I struggled to practice the Roman greeting in front of the mirror, for example. It wasn’t quite that automatic. When you do something you have to believe in it. And you have to be credible. Bruno Ganz ended up on the analyst’s couch after playing Hitler in the film Downfall, Hitler’s Last Days. However, this is the job of actors.

Returning to the series, in the script there is also a lot of attention to women. To those women who then had the right to vote only after the war, in 1946, as Paola Cortellesi said in There’s Still Tomorrow.
Women inspired and advised, but the culture unfortunately remained patriarchal. And we also come from that world. When I was little my grandmother said she had to “cook for the boys”, then she and the other women of the house would lock themselves in the kitchen. It was normal for her to think like this.

He said that in his career the “no”s have been important. Ever regretted anything?
My rejections have sometimes been decisive for the careers of other actors, it happens and that’s okay. Maybe there are two, three jobs that I would have avoided, but negative experiences enrich you.

(Photo by Massimo Insabato/Massimo Insabato Archive/Mondadori Portfolio via Getty Images)

Why did the auditions stress you out so much? Do you remember one that put you to the test?
That time with Carlo Lizzani for the TV series The Woman on the Train. He tells me: “You’re fine with me, but you’re missing something, the protagonist is a Gascon, bring out a bit of irony, tell me a joke.” I’ve always been bad at jokes. So what did he come up with? Looking at her white hair I thought of my grandmother and I repeated a nursery rhyme in Bergamo: Sich sach de sòch sèch, i è car ac a cà. That is: “Five bags of dry logs are also useful at home”. He got me. I did not believe it.

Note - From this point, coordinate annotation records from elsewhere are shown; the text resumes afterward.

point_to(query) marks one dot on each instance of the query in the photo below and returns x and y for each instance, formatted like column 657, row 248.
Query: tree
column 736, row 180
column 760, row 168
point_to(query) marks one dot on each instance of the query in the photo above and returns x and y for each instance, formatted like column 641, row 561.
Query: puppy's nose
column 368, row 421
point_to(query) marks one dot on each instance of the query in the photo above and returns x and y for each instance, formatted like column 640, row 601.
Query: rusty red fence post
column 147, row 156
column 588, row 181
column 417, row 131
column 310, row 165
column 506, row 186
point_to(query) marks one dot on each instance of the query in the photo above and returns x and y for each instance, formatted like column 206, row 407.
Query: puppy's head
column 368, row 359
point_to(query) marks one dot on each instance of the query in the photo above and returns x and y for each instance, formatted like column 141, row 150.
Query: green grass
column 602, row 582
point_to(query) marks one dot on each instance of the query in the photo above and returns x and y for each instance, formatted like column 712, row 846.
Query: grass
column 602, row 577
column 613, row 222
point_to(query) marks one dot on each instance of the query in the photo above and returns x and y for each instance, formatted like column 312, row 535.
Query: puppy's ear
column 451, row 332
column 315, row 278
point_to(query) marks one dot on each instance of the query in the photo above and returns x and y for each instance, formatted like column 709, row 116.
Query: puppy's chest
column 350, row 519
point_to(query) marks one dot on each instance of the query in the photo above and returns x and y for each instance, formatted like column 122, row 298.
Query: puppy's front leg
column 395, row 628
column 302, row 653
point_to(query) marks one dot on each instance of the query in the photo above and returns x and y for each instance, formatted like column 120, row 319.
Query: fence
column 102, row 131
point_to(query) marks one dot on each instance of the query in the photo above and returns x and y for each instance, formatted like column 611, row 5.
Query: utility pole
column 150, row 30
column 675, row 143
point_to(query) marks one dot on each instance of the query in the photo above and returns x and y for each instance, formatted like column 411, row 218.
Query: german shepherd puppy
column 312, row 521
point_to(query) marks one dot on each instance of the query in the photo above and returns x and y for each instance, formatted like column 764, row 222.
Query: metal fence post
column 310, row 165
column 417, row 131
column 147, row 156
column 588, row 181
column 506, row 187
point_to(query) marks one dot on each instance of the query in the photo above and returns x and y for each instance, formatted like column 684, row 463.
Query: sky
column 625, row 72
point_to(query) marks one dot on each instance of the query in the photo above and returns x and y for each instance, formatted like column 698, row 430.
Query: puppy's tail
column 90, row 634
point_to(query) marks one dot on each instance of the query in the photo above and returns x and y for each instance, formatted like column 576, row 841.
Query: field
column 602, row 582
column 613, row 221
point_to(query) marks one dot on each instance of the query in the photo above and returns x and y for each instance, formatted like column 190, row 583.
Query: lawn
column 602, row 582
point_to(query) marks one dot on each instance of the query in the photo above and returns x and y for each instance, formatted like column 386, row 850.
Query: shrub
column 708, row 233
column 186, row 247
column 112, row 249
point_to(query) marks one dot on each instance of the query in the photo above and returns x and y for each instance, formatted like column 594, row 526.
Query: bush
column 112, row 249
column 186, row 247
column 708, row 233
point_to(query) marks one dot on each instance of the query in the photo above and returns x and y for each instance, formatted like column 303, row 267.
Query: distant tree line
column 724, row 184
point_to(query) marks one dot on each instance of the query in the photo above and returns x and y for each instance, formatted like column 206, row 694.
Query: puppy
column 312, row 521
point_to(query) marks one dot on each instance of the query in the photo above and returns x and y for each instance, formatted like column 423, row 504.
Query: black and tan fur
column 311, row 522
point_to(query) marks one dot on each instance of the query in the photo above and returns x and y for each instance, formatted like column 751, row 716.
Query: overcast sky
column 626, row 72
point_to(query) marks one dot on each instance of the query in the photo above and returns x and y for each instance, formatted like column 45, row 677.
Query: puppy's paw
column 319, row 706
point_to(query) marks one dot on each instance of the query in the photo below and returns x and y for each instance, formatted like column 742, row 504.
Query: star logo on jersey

The flashes that save you. What do you miss in your life as an actor?
Film directing. I’m putting the puzzle together. But I have to stop for at least a year and a half.

And on a personal level?
I am the father of two boys (Lorenzo and Riccardo born from the relationship with the journalist Nina Verdelli, ed.), but now I want a girl. We have already decided on the name: she will be called Maddalena.